Ripon Cathedral, (Sir Thomas Markenfield and Elinor Conyers) In the NE transept, a tomb chest with weathered stone effigies. Thomas, a supporter of Richard III fought at the battle of Bosworth.

Saxton, St Mary’s (Ranulph, Lord Dacre) In the churchyard is a large table tomb is the tomb of Ranulph, Lord Dacre, killed fighting for Lancaster at the battle of Towton. Legend that Ranulph was buried with his horse proved to be true when excavations in 1861 found the horses head.

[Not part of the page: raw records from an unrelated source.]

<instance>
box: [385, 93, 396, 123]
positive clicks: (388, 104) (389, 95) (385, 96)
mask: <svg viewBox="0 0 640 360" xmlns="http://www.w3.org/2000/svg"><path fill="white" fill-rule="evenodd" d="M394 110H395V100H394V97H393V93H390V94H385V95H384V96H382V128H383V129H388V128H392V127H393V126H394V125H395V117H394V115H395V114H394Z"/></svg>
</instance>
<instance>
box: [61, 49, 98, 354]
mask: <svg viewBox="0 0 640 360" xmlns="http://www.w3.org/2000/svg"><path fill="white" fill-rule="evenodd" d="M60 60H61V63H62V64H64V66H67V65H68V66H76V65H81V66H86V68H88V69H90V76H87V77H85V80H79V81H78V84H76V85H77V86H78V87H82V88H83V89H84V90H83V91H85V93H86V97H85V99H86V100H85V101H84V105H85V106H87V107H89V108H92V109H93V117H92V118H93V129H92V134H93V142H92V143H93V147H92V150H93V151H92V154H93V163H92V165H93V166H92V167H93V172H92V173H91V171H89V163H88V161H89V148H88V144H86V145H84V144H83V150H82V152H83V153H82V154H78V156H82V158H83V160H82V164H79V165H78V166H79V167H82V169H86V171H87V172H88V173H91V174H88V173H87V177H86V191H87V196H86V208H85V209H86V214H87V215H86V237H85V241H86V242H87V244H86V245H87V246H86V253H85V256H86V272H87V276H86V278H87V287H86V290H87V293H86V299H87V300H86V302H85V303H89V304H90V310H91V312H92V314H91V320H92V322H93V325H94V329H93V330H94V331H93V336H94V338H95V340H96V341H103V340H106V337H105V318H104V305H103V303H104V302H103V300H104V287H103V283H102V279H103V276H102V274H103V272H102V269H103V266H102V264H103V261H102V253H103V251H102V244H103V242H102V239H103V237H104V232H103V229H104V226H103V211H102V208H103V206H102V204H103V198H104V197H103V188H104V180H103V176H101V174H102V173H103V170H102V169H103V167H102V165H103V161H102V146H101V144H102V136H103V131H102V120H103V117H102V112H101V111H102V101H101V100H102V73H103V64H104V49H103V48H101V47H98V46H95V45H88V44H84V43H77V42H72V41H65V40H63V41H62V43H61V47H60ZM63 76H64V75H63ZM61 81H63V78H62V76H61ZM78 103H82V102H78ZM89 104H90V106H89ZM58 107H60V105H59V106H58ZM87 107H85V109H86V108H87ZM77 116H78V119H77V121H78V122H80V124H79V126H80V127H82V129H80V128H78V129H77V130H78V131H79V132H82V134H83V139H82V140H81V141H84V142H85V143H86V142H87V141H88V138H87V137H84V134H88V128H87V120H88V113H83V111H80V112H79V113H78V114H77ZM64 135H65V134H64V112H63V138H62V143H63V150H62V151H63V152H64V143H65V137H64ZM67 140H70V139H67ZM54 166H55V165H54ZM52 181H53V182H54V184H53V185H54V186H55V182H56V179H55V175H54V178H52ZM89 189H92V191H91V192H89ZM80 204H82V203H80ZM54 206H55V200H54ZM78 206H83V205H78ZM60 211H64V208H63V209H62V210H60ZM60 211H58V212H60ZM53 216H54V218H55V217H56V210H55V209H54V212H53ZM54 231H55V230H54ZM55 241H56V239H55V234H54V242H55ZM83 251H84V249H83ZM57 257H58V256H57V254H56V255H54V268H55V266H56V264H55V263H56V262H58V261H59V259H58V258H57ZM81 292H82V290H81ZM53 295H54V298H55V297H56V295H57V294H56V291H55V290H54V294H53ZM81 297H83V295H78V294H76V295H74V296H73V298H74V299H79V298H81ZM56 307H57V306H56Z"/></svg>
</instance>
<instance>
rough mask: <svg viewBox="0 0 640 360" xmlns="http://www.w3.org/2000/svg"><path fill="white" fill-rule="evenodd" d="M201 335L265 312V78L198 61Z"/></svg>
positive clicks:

Sheffield Cathedral. (George Talbot, 4th Earl of Shrewsbury and wives Anne Hastings and Elizabeth Walden) In the Shrewsbury chapel of the cathedral is the beautiful tomb of George, 4th Earl of Shrewsbury, and his two wives Anne Hastings and Elizabeth Walden. Elizabeth was responsible for the making of the tomb. George was present at the battle of Bosworth beside Richard III.

Sheriff Hutton, St Helen’s. (George Neville, Duke of Bedford. Sir Thomas Gower and Agnes Thwaites) Buried in this church was George Neville, Duke of Bedford, the son of John Neville, Marquis Montagu. A further burial connected to the period is that of Sir Thomas Gower and his wife. Thomas was Constable of Sheriff Hutton castle. No monuments exist to these burials. The burial of Edward of Middleham, Richard III’s son in the church is now thought to be erroneous.

Snaith. St Lawrence’s. (John Dawney) A low tomb chest in the chancel marks the burial of John Dawney. John was Treasurer of the Household to Richard III’s son Edward of Middleham.

South Cowton, St Mary’s. (Sir Richard Conyers and wives Alice Wycliffe and Katherine Bowes)

Thornhill (Sir John Savile and Alice Gascoigne. Sir John Savile and wives Alice Vernon and Elizabeth Paston) A tomb chest with alabaster effigies marks the resting place of Sir John Savile and his two wives. John served with Richard of Gloucester.

Tickhill, St Mary’s. (Sir Thomas Fitzwilliam and Lucy Neville) In the NW corner of the church is the much battered tomb of Sir Thomas Fitzwilliam and Lucy Neville. Thomas is thought to have fought for Richard III at Bosworth. His wife Lucy was the daughter of John Neville, Marquis Montagu and was a cousin of Edward IV and Richard III. She married as her second husband Sir Anthony Browne. During his tenure as Lieutenant of Calais it was noted Lucy “lovyth not the King Grace” (Henry VII).

Wath, St Margaret’s. (Sir John Norton) A brass in the south chapel commemorates Sir John Norton who fought for Richard III at Bosworth.